Clustered Shared Volumes explained, design impact and best practises
July 30, 2010 1 Comment
Microsoft introduced Clustered Shared Volumes (CSV) in Windows Server 2008 R2. CSV enables a Microsoft NTFS formated diskvolume to be simultaneoulsy be accessed by multiple Hyper-V hosts. This enables Live Migration of vitual machines and fail-over clustering of Hyper-v hosts. Very nice. I did some research on what is going on under the hood and will list some best practises on designing CSV volumes. Also this blogposting mentions some design issues when you are using more than a few Hyper-V nodes in a cluster while using CSV.
One important thing: the storage array hosting the CSV volumes will need to support SCSI-3 persistent reservations! HP, Dell etc iSCSI solutions support this, but the small and medium business solutions will not always support this. Keep that in mind when deciding for your iSCSI storage solution.
First, there is not much best practise information to be found on the Net. A lot of articles about CSV and clustering can be found on the internet, but most of them discuss the technology. The only info I found was written by Microsoft and had very basic and obvious information.
The Coordinator node
While all nodes in a cluster can write and read data to a CSV volume, there is one node responsible for changing the meta data. This node is called the Coordinator Node. Each CSV has one Coordinator node. If you have multiple CSV nodes available in a cluster, the Coordinator nodes for each CSV are evenly spread over the nodes. If the coordinator node fails, automatically another node will take over this role. It will probably result in a short pauze of diskaccess. Not sure if virtual machines will suffer from this. CSV volumes can only be used by Hyper-V hosts to store virtual disk files on (VHD). Do not try to store any other data on it because this could lead to corruption of the data.
Direct and redirect I/O
A CSV volume can be accessed by two networks. The first and obviously preferred network is over the iSCSI network. Each node has one or more NICs or iSCSI HBA’s attached to one or two switches. The switches are connected to the iSCSI storage array. This is called Direct I/O.

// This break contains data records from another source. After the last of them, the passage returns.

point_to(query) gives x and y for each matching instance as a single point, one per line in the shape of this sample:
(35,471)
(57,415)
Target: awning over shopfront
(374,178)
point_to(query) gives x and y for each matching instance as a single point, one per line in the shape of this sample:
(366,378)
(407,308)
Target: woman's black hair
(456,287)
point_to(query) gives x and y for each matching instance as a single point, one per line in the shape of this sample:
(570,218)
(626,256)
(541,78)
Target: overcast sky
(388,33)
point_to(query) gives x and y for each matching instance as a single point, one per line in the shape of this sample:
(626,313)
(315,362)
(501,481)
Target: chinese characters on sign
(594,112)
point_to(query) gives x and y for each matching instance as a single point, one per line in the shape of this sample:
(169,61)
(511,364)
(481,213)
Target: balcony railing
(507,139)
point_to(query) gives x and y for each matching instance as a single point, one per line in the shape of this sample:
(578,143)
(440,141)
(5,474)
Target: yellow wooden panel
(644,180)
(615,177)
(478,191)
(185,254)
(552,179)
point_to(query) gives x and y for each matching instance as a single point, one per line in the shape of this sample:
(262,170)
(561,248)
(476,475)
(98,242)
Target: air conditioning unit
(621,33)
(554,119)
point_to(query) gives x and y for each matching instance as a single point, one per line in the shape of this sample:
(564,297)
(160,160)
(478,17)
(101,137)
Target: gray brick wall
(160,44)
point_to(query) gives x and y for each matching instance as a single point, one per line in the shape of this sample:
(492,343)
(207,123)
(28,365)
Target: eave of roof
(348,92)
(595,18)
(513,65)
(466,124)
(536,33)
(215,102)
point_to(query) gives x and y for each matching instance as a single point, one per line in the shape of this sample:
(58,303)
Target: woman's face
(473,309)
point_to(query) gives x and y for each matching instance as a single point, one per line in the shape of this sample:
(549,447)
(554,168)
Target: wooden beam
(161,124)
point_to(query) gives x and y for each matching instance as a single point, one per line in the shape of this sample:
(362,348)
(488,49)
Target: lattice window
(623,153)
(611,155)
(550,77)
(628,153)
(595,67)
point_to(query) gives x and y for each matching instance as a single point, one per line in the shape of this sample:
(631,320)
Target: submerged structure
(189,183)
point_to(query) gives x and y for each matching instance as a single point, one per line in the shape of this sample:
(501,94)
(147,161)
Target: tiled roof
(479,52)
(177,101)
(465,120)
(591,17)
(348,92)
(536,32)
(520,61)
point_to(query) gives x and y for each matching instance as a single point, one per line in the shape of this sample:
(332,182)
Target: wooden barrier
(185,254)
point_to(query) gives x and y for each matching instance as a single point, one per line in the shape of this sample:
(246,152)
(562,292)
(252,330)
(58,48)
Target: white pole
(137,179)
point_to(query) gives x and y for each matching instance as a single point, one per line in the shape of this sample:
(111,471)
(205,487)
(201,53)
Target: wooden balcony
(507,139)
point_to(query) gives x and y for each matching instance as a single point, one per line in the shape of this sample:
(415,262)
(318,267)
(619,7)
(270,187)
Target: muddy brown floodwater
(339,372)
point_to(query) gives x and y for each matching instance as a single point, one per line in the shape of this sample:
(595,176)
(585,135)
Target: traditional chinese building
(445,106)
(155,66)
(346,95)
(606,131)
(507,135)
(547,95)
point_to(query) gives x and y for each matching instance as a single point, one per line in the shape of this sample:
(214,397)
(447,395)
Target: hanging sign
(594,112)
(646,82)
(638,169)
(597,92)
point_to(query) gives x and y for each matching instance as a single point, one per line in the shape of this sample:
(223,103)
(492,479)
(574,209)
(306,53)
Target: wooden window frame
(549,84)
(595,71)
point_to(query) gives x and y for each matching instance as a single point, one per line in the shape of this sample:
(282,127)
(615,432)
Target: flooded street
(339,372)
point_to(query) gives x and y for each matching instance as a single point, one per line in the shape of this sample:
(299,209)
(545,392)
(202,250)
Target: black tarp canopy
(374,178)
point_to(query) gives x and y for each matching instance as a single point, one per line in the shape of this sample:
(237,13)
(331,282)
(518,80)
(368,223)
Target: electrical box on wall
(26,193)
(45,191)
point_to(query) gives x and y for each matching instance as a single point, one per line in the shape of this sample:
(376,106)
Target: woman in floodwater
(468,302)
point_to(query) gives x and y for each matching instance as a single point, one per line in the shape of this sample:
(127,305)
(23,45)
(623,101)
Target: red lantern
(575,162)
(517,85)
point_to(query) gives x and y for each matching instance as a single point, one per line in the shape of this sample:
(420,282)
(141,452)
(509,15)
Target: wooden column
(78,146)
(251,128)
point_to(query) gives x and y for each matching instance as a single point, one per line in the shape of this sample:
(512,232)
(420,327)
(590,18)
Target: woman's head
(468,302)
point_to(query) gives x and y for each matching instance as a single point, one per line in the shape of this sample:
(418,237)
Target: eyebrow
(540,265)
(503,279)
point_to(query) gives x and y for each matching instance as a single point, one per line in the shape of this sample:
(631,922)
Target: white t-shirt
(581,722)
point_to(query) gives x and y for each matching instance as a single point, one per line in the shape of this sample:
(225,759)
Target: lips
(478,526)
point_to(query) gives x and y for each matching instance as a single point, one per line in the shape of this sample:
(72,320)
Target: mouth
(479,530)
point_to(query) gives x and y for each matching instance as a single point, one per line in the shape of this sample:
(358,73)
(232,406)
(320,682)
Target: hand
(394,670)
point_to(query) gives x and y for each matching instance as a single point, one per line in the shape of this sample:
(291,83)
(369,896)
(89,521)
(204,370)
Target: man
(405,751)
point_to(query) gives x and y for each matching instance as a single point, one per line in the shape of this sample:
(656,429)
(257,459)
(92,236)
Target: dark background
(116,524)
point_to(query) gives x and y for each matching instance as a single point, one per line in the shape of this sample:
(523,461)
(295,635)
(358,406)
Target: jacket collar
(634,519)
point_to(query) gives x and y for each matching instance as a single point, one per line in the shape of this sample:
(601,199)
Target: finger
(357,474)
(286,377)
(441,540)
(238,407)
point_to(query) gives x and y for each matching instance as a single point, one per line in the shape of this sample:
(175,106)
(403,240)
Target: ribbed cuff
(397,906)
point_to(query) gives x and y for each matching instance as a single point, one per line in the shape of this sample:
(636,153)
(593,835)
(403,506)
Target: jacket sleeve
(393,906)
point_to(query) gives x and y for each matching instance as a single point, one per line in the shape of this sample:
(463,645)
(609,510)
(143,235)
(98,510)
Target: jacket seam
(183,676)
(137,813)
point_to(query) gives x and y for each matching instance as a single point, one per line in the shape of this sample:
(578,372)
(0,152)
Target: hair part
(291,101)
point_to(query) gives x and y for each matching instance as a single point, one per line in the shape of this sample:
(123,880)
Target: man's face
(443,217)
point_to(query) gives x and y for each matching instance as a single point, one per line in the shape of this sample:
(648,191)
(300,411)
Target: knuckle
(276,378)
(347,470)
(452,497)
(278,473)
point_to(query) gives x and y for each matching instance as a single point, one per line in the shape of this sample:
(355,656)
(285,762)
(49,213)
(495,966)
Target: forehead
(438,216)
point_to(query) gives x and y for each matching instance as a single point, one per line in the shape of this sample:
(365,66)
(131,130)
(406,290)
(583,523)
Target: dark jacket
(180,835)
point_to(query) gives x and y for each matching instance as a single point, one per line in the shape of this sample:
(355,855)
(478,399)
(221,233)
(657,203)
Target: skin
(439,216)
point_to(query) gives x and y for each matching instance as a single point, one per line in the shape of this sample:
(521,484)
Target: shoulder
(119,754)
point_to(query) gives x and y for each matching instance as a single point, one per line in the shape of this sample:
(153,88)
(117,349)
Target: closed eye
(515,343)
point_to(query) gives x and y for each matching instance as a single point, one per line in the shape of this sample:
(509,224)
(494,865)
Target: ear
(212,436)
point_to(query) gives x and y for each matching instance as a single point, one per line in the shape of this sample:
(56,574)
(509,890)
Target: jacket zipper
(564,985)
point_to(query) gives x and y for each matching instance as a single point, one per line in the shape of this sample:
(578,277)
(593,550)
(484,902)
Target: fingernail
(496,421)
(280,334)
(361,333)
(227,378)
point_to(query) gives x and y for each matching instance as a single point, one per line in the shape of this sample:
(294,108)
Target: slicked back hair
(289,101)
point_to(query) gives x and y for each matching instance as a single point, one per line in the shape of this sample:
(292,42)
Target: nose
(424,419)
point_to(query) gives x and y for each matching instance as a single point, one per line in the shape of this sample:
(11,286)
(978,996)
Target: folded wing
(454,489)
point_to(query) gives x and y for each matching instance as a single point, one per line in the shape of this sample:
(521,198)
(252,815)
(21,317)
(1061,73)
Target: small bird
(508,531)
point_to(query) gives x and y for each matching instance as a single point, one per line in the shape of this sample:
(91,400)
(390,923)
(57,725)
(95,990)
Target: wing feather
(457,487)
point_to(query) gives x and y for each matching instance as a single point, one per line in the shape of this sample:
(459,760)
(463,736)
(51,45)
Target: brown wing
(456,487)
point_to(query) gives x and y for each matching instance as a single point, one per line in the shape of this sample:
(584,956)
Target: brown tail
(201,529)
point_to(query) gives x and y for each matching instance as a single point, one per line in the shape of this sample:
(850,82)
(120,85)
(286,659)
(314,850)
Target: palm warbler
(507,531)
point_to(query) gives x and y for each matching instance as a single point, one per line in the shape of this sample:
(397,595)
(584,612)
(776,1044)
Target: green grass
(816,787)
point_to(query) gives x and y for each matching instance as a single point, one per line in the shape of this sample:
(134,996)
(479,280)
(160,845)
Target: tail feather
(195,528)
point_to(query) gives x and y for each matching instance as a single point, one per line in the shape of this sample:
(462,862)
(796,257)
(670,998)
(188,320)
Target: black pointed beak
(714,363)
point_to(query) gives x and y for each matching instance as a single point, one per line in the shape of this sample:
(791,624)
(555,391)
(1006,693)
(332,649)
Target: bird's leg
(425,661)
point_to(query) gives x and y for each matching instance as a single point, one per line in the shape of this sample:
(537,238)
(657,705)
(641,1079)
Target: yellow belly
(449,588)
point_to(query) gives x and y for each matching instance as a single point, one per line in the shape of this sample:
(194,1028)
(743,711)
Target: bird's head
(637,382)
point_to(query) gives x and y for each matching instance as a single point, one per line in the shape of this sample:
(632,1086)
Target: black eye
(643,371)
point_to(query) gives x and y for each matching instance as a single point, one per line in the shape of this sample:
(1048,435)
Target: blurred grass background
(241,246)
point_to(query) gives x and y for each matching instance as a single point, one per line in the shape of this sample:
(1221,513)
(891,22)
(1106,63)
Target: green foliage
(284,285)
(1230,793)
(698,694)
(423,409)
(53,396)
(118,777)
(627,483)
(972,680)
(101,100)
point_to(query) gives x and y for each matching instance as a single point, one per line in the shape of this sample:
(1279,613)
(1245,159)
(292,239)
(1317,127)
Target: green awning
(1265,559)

If the iSCSI network is not available, because for instance the NIC used for iSCSI fails, or a cable is unplugged an alternative path is selected. Data is transfered over the internal cluster network to the Coordinator Node. The coordinator node then forwards the data over it’s iSCSI network to the storage. This method is called Redirected I/O. Depending on the amount of storage I/O this can lead to some lose in performance.
Copy VHD into CSV
When copying data from regular volumes (network, USB drive, C: drive) to the CSV volume (shortcut located at c:\clusterstorage\Volume#) performe the copy from the node having the Coordinator node role. This wil ensure the copy is done as fast as possible. If done on another node, the data will be routed via the Coordinator node as filecopy is a metadata transfer. See this post “Copying VHDs onto a CSV Disk? Use the Coordinator Node!” at http://blogs.msdn.com/b/clustering/archive/2009/12/09/9934381.aspx
Copy VHD from one CSV volume to another
If you are using Dell Equallogic iSCSI storage and want to copy or move VHD files from one volume to another, the use of the EqlXcp utility might speed things up a bit. This because the Equallogic is tranfering the data internally instead of copying it to the Window server and copy it over to the destination volume. More info at http://marcmalotke.net/2010/06/28/equallogic-hit-3-4-0-eqlxcp-command/
Best practises for CSV
The recommended size of a CSV can be anything between 1TB and 2TB. The maximum size is 256 TB. If a large CSV volume fails it will have more impact that if a smaller sized CSV fails. On the other hand, more smaller sized volumes makes administration a bit more complex and it could also lead to issues with CSV reservations. Later in this article more on that.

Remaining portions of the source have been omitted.